A Homesteader’s View of Global Warming

I have never understood the global warming controversy. I don’t mean the physics or climatology: it’s the politics that give me trouble.

When the subject first appeared in Countryside in the ’80s I assumed it was one more example of how we‘ve been mistreating the planet, and all good tree-hugging organic homesteaders would rally around the cause. (When they didn’t, that was my first clue that not all homesteaders are tree-huggers or organic, but that’s another story.)

Editorially, we treated global warming on a par with aerosols and the ozone layer, or DDT, and similar environmental threats. It was more of a tsk-tsk approach than a rabid jumping up-and-down reaction. So I was surprised when some readers vehemently objected that global warming was nothing but a crock of baloney.

Twenty-some years later, the evidence seems overwhelming: global warming is real. A few people are still in denial, but now the big argument has shifted to whether the climate change is “man-made” or not. As if that makes any difference, but more on that in a moment.

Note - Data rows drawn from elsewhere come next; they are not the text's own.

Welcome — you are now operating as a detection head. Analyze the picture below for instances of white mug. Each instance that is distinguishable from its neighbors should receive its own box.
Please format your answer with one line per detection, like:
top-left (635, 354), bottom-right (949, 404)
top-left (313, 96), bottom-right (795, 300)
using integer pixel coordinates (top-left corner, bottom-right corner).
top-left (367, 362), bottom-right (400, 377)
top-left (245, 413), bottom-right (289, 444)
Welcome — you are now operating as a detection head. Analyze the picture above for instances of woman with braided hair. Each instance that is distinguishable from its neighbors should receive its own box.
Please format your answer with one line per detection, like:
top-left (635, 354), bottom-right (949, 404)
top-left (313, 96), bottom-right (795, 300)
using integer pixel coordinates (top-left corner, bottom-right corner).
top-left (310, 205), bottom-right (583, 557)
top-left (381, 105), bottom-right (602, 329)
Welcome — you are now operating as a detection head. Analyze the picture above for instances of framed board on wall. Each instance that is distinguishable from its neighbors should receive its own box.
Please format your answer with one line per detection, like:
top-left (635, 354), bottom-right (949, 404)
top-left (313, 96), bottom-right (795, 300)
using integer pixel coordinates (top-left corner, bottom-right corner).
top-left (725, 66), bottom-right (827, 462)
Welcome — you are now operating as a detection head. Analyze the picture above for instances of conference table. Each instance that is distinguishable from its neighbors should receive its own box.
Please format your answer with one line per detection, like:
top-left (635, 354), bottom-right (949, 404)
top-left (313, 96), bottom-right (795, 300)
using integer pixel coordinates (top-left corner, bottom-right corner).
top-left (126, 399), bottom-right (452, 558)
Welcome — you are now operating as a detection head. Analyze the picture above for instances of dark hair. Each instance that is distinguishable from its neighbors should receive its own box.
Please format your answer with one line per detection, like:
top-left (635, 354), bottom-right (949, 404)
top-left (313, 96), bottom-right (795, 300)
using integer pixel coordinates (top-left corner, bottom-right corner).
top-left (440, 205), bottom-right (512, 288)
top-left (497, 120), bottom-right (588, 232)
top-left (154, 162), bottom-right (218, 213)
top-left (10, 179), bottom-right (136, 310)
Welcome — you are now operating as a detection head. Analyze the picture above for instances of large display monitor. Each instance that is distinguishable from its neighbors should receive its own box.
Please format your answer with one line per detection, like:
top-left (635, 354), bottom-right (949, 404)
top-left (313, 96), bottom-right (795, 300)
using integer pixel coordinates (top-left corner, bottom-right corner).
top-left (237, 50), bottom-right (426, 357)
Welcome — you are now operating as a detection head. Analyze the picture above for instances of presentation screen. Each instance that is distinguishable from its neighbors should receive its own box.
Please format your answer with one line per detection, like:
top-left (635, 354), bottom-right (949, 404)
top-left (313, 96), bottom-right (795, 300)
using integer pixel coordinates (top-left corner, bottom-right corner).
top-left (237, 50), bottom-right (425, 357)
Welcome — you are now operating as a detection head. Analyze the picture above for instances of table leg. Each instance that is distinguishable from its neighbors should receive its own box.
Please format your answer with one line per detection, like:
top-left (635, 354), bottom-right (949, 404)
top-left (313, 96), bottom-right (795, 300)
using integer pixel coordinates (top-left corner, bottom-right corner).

The topic has been in the headlines in the past week, partly because of the upcoming 192-nation meeting in Copenhagen on global warming. But the political squabble heated up considerably with the revelation that a large number of scientists who contend that humans are responsible for global warming tried to squelch dissenting views. Adding to the intrigue, the revelation came from a few thousand emails hacked from East Anglia University, a prominent climate change research center in England. The emails came from several countries, including the U.S. U.K. police are investigating the illegal hacking, and U.S. congressional Republicans are investigating the discredited American climate scientists.

So where does all this leave a poor tree-hugging organic and apolitical homesteader?

I learned long ago that trying to collect “facts,” then sifting and winnowing them to get at some semblance of truth, can be confusing at best and at worst, a waste of time. Facts ain’t what they used to be. And rational logic often doesn’t count for much either, nowadays. So how about some good old-fashioned horse sense?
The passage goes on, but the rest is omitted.